島本和彦の自伝のような話で、1980年代、漫画家を目指して大阪の芸術大学に通う若者、ホノオモユルの物語です。

毎回冒頭に「この物語はフィクションです」と表記されるものの、作者自身の体験を元にした話なので、同じ大学に通っていた人たち等で現在はアニメや漫画界で有名になっている実在の人物も多数出てきます。
例えば、この人。

庵野秀明
「エヴァンゲリオン」や、最近だと自分も見に行った「シン・ゴジラ」の監督としても有名です。
庵野も主人公モユルの同期であり、入学早々からクオリティの高いパラパラ漫画を課題に提出して注目を浴び、モユルが(一方的に?)ライバル視する存在になります。


ドラマでは当時の庵野の様子がいろいろと描かれており、課題の映像作品としてウルトラマンの自作版を作ったり、キャラの動きの真似をしていたりと、本当に特撮やアニメが好きでずっとやっていたんだなと感じます。だからこその「シン・ゴジラ」の監督と納得しました。このドラマの中で話題にされる特撮にゴジラも含まれているので、青年の夢がすごい形で現実になったものだなと感心しました。(タイムリーな話題だったのでこればっかりに触れてしまう)


あとは、山賀博之の存在。
自身は絵もかけないし映像撮影もできない、作品に詳しいわけでもないです。しかしながら、絵の上手い人や技術のある人を集めて統率していく。後半では、大きなプロジェクトへの参加を躊躇う赤井を説得したり、庵野の扱い方がうまかったりと、意外と重要な役割を果たしていきます。漫画やアニメの直接的な技術は無いものの、チームで制作をする際の人を動かす技術がある人がいるというのも、また面白いところだなと思いました。


ちょっとしたドラマの見どころとしては、昭和後期の雰囲気が伝わってくるところ。自分が生まれる少し前くらいの時代ですが、小さい頃ちょっとみたことがあるなって感じの古い家電だったり、黒電話、服装、などなど。懐かしい雰囲気がします。また、話の中で有名漫画家のデビュー前後の様子などもうかがい知れて、この時から日本のアニメや漫画文化というのは大きな成長をし始めていたんだなと感じました。


この作品の面白さは、なんといっても主人公モユルの葛藤でしょう。
自分には才能があると思いながらも、結果を残せていないから熱い思いは一時的で自信を失ってしまう。そしてまた浮上する、という上がって下がっての繰り返しです。
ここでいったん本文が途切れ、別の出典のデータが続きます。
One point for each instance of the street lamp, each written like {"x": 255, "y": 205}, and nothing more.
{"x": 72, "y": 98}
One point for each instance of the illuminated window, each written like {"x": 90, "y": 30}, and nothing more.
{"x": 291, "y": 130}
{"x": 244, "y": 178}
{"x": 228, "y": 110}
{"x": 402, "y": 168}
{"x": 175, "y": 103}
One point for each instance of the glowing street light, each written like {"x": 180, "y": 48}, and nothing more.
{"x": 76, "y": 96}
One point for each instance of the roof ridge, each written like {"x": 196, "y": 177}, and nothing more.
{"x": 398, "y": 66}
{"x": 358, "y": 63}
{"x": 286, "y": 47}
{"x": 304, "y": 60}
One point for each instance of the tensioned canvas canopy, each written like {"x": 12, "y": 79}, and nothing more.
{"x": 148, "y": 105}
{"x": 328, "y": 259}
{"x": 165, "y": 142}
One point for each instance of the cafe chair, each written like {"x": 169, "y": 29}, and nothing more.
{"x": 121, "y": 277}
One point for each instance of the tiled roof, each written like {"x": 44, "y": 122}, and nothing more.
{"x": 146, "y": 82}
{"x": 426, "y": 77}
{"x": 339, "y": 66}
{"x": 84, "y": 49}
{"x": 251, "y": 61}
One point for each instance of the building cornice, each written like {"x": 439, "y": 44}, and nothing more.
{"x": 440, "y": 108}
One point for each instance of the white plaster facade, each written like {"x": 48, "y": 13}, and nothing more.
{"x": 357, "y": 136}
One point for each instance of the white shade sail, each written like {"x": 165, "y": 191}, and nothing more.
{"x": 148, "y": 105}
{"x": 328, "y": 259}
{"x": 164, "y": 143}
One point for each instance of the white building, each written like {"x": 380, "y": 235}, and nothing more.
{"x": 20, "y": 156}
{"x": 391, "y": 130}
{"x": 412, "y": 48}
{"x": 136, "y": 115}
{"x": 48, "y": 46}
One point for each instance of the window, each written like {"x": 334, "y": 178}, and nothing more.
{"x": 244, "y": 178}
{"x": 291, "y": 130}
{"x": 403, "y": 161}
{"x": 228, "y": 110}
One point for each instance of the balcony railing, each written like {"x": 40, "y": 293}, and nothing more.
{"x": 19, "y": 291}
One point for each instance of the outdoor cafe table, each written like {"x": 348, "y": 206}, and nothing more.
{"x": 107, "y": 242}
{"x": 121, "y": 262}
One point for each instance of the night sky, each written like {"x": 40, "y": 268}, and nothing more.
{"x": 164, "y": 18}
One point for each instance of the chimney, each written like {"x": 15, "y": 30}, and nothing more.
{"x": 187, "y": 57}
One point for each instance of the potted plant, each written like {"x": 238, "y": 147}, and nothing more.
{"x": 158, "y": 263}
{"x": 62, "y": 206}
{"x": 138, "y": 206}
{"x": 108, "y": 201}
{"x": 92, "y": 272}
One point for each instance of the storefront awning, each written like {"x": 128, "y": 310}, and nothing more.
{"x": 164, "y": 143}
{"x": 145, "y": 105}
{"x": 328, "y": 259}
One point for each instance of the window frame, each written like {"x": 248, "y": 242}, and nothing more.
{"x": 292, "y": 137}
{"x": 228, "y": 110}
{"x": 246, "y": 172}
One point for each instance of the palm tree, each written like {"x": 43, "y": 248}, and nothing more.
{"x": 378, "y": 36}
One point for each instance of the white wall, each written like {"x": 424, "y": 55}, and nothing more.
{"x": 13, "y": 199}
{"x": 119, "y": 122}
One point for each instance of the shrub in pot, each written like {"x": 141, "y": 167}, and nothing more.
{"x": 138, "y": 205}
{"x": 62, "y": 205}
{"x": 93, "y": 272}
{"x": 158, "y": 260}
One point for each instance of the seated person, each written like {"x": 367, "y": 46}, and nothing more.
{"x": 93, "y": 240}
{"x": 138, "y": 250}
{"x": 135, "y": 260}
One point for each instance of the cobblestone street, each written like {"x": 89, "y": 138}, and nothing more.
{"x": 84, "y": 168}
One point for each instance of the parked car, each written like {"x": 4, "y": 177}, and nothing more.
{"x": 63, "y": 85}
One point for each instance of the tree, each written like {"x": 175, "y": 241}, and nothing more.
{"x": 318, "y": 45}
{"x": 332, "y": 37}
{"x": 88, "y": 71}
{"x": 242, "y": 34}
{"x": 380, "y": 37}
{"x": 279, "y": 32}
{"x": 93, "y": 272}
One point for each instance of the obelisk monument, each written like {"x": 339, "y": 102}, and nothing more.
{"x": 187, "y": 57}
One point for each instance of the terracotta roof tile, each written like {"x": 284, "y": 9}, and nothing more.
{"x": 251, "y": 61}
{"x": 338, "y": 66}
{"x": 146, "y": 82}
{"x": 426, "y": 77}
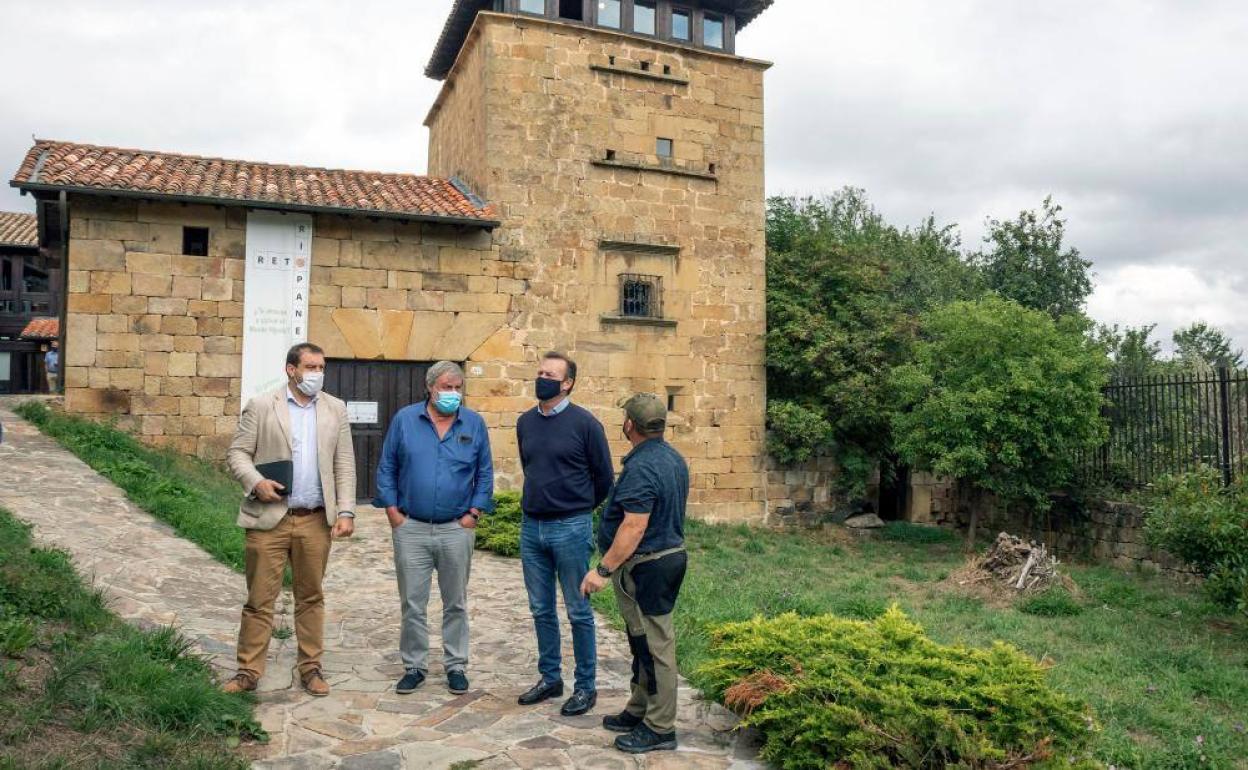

いろいろな漫画を読んだり、他の人の作品を見て、「これなら絶対連載までイケる!」というアイデアを思いつくも、あれこれと理由をつけて、形にはしない。そんなことをしているうちに、ライバルの庵野たちはなんかすごいものを作っている。その凄さが分かって比較することで自信がなくなったり焦ったり。
何回か「すごいこと思いついた、けどまだやらない」を繰り返した後、ぎりぎりになって「これでやるしかない」でやってみるものの準備不足で思ったとおりにいかない。やる気は再燃するけどクズだからすぐにはやらない、手を動かして作業をしないという、どこか身につまされる部分があります。
そんなこんなありながら、一応は少しずつ進歩していくというのが救いです。

そして、「痛みは生きてる証拠だぜ」には笑います。

コメディっぽくありながら、実は真面目に熱い話になっている、おもしろい作品になっています。



アオイホノオ11のひみつ
ちなみに、ドラマ公式ページに岡田斗司夫のドラマシーンの解説があります。
ドラマの各話を見終える度に、その回の解説を読むと更に楽しめます。
実はドラマの中に本人が登場していたというのもあるし(これを読んで初めて知りました)。